Problem with LOTUS batch scheduler - SLURM
Posted on February 11, 2021 (Last modified on October 19, 2023) • 2 min read • 222 words13:30 11th Feb - update 1
There is currently an issue with the LOTUS batch scheduler - SLURM. This has manifested in unusually long pending time per job, a slow response time when querying SLURM and occasional failed job submissions.We are aware of the issue and are working on a resolution. Please do not email the helpdesk about issues related to SLURM. We will update you when we know more.
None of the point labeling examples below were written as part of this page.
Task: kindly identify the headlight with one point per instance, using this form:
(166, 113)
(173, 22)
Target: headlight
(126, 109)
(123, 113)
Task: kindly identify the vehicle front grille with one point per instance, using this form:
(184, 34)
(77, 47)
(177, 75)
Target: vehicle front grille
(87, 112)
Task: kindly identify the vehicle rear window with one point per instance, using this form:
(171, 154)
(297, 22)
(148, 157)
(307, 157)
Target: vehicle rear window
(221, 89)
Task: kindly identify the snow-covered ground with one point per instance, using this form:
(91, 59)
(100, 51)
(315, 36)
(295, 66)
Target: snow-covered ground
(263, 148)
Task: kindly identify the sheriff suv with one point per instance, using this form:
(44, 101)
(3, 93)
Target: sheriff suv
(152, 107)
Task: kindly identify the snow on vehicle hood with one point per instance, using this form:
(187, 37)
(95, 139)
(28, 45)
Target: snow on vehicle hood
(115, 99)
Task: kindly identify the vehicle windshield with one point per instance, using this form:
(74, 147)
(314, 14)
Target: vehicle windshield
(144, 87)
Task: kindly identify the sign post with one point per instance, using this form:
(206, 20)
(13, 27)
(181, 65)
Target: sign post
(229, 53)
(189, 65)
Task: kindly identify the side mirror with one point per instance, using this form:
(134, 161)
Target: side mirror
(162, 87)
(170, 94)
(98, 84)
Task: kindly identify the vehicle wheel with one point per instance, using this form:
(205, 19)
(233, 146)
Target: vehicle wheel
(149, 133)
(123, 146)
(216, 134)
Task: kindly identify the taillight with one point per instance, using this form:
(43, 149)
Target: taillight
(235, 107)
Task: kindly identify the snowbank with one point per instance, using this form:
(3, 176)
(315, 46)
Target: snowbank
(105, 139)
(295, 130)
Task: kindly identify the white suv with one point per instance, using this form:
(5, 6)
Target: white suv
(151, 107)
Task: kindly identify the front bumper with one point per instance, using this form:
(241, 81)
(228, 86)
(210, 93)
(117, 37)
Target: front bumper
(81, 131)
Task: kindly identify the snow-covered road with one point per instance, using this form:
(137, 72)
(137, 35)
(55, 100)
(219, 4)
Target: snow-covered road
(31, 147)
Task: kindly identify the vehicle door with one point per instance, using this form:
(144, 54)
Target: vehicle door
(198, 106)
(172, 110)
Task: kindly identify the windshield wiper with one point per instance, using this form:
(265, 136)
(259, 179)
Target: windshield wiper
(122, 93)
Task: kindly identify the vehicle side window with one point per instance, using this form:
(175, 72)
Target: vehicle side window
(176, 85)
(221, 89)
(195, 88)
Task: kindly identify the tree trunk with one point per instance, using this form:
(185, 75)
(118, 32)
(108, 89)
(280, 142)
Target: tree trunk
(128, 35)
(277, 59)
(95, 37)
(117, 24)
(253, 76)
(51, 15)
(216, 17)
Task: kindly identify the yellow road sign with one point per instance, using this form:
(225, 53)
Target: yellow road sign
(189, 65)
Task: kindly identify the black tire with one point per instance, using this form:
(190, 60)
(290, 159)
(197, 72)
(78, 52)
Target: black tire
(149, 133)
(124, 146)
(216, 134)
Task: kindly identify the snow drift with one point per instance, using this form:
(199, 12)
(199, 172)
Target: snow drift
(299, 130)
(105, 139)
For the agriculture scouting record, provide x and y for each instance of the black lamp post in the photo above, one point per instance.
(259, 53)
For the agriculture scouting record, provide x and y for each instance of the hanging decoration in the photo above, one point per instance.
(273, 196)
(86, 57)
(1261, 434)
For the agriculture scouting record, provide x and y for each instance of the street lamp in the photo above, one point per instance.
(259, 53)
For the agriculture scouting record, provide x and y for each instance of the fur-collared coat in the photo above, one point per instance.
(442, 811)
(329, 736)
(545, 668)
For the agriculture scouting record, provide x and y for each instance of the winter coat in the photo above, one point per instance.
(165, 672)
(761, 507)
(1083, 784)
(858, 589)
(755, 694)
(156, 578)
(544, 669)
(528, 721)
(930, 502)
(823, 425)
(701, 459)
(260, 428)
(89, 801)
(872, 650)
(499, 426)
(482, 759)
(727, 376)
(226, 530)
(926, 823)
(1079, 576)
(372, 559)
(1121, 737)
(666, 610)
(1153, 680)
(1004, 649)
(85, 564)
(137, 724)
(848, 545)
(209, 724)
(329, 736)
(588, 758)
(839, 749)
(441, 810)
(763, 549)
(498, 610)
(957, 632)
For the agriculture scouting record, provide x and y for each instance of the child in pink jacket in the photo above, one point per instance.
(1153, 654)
Sorry for the inevitable inconvenience caused.
JASMIN team
16:30 11th Feb - update 2
The team is still working on resolving the issue. Unfortunately, we cannot provide an estimate time frame for a fix. It is unlikely that this will be resolved before 5pm today. We will provide a further update tomorrow morning.
10:00 12th Feb - update 3
There are a lot less jobs in the queue and jobs appear to being processed normally. We have found quite a few nodes with jobs stuck in completing state which we believe are contributing to the problem. The team are working their way through these.
You can now submit jobs as normal - but the service should be considered at risk. We will keep a close eye on the situation and if the problem recurs we may ask you to stop submitting jobs again.
Thank you for patience whilst we resolve this issue.